Business as usual is what’s doing us in.
We live on a planet that finds itself rather suddenly in the midst of an enormous physical crisis. Because we burn so much coal and gas and oil, the atmosphere of our world is changing rapidly, and that atmospheric change is producing record heat. July was the hottest month we’ve ever recorded. Scientists predict with confidence that we stand on the edge of the sixth great extinction event of the last billion years. People are dying in large numbers and being left homeless; millions are already on the move because they have no choice.
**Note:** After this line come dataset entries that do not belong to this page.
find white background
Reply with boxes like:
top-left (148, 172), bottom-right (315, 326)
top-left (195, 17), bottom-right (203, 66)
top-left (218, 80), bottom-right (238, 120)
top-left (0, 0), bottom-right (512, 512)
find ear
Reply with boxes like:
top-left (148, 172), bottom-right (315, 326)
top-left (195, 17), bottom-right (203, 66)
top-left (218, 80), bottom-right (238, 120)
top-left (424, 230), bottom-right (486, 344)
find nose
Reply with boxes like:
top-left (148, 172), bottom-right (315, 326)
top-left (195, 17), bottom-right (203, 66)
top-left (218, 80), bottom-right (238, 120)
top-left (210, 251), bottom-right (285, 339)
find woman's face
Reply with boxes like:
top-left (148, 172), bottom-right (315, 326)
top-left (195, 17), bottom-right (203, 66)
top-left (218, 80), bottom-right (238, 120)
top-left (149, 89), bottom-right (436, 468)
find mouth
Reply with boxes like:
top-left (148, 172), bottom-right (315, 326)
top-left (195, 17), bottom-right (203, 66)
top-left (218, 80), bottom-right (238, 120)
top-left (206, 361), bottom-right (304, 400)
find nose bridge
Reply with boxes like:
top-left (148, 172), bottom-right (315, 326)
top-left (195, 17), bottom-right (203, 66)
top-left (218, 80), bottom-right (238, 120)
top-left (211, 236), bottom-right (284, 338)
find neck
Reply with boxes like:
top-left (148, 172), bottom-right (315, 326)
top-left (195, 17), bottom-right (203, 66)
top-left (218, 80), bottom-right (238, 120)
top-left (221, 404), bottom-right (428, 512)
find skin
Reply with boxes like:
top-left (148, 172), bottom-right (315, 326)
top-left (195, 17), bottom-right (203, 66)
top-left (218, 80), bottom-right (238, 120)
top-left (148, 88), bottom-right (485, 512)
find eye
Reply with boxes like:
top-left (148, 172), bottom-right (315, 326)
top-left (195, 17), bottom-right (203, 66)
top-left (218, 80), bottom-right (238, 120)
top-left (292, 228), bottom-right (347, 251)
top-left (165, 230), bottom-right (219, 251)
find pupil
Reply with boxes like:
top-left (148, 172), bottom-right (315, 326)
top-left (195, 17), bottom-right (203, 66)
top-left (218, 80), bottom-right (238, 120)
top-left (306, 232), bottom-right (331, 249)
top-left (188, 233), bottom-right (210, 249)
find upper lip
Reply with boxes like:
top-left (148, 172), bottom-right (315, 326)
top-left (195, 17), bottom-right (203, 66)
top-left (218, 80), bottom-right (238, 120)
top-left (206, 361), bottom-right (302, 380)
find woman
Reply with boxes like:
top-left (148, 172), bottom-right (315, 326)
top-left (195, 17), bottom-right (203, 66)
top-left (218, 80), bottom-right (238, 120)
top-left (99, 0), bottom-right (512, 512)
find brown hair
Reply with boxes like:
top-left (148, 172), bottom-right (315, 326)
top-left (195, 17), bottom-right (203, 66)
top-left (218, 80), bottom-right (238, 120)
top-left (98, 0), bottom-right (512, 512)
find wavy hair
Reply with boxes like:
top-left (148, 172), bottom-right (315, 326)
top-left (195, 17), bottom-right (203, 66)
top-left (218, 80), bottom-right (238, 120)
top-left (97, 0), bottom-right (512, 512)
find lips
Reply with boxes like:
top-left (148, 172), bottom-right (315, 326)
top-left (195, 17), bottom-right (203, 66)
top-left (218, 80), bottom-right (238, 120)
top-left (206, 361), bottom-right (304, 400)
And yet we continue on with our usual patterns. We get up each morning and do pretty much what we did the day before. It’s not like the last time we were in an existential crisis, when Americans signed up for the Army and crossed the Atlantic to face down fascism and when the people back home signed up for new jobs and changed their daily lives.
That’s why it’s such good news that the climate movement has a new tactic. Pioneered last August by Greta Thunberg of Sweden, it involves disrupting business as usual. It began, of course, in schools: Within months, millions of young people around the world were striking for days at a time from their classes. Their logic was impeccable: If the institutions of our planet can’t be bothered to prepare for a world we can live in, why must we spend years preparing ourselves? If you break the social contract, why are we bound by it?